The "Ivans" dived lowest over West Berlin's sleek Congress Hall, nicknamed "the pregnant oyster," where West Germany's Bundestag was sitting in a one-day symbolic session. With the acquiescence of the three Western allies that still retain occupation rights in the city, the session had been convened--in defiance of Soviet wishes--to reaffirm West Germany's determination that Berlin will one day be the capital of a reunited Germany.
Petulant Performance. As a reprisal against the proceedings, the Red air circus was a petulant and ineffectual performance. So was its counterpart on the ground, where the Communists tied up traffic for nine days on the autobahns linking West Berlin with West Germany.

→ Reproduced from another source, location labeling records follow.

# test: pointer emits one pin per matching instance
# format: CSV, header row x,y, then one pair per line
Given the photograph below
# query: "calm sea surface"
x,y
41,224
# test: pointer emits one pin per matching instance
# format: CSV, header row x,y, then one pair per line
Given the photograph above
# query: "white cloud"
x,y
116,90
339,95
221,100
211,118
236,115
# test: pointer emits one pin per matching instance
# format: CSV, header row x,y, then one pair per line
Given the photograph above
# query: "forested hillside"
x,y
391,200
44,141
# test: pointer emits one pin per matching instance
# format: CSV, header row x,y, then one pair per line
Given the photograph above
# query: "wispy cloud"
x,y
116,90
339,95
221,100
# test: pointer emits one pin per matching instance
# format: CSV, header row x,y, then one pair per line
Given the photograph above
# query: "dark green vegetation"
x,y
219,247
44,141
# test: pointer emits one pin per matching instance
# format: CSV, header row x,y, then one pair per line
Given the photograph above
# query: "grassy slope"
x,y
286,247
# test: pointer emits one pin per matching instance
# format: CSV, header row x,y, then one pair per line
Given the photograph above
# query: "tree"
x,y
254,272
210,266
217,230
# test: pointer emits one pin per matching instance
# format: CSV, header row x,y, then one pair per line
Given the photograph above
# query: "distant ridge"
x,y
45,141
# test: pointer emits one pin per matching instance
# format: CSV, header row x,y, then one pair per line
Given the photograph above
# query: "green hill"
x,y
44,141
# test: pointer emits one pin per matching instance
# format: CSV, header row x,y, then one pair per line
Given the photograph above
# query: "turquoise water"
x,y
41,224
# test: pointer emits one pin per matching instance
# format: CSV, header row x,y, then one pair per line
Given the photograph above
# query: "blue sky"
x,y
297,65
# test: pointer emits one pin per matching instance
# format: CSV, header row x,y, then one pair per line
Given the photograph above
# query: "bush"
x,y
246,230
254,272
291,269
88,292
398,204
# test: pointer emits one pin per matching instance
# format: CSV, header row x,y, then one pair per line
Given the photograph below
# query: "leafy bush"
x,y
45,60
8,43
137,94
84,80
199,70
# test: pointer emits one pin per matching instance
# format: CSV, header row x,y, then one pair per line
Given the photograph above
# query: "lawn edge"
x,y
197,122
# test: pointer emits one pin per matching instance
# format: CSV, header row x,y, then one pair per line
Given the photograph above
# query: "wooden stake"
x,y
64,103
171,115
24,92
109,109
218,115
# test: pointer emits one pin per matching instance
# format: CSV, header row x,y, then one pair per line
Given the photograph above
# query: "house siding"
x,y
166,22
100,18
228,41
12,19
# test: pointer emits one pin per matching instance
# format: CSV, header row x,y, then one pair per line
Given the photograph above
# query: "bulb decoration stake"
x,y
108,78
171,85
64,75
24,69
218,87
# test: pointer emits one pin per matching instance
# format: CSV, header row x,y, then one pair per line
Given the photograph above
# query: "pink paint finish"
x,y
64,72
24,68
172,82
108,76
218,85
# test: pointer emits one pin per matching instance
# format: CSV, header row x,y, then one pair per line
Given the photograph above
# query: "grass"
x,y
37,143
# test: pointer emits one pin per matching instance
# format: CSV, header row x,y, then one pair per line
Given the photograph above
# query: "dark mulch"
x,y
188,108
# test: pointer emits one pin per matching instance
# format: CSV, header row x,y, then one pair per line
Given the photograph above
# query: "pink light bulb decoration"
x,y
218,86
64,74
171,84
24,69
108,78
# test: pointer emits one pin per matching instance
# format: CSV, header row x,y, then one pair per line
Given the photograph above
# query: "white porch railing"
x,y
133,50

Civilian and allied military cars were stalled in lines up to 15 miles long, as the Communists pretended to hold military "exercises" in the area. As soon as the Bundestag session was over, the Reds stopped their harassing flights and ended the exercises.
To a world preoccupied with newer conflicts, the sound and fury serves as an apt reminder that one older problem remains unsolved. Two decades after World War II, Germany is still divided. Its onetime capital languishes as an occupied enclave. Whatever the legalisms involved, it seemed somehow strange that a sovereign West Germany actually had to ask the U.S., Great Britain and France for permission for its legislature to sit in West Berlin.
There was a time in the 1950s when the problem of divided Germany was on everyone's lips. Today it is seldom discussed. France and Britain seem uninterested, and in the U.S. there is equal indifference. One reason perhaps is the recent vogue for anti-Nazi popular culture. The thud of jackboots across the bestseller lists (Armageddon, The Rise and Fall of the Third Reich), the screen (Judgment at Nuremberg, The Longest Day) and the stage (The Deputy, Incident at Vichy) tends to make many Americans think of Germany in terms of its bloody past.
New Generation. Fact is, 55% of West Germany's population today were under 25 years of age on V-E day, and the new generation hardly feels responsible for the sins of its elders. What does concern Germans of all ages is an increasing desire to assert a national identity, hardly a novel emotion. Polls show that reunification is a burning question for a majority of West Germans. Obviously, the lack of real nationhood could give the spark of opportunity to precisely the kind of German ultranationalism that the world learned to dread in two world wars.
Chancellor Ludwig Erhard--so often criticized as the Gummiloewe (rubber lion)--this time correctly judged that bringing the Bundestag to meet in West Berlin was a simple and reasonable way not only to express his countrymen's wishes, but also to show that the Soviets were as unwilling as the West to stir up another Berlin crisis. To the West Germans, the Berlin exercise was a signpost to the future, and the hollow Communist response suggested that perhaps other Western leaders could think about taking the initiative a little more often.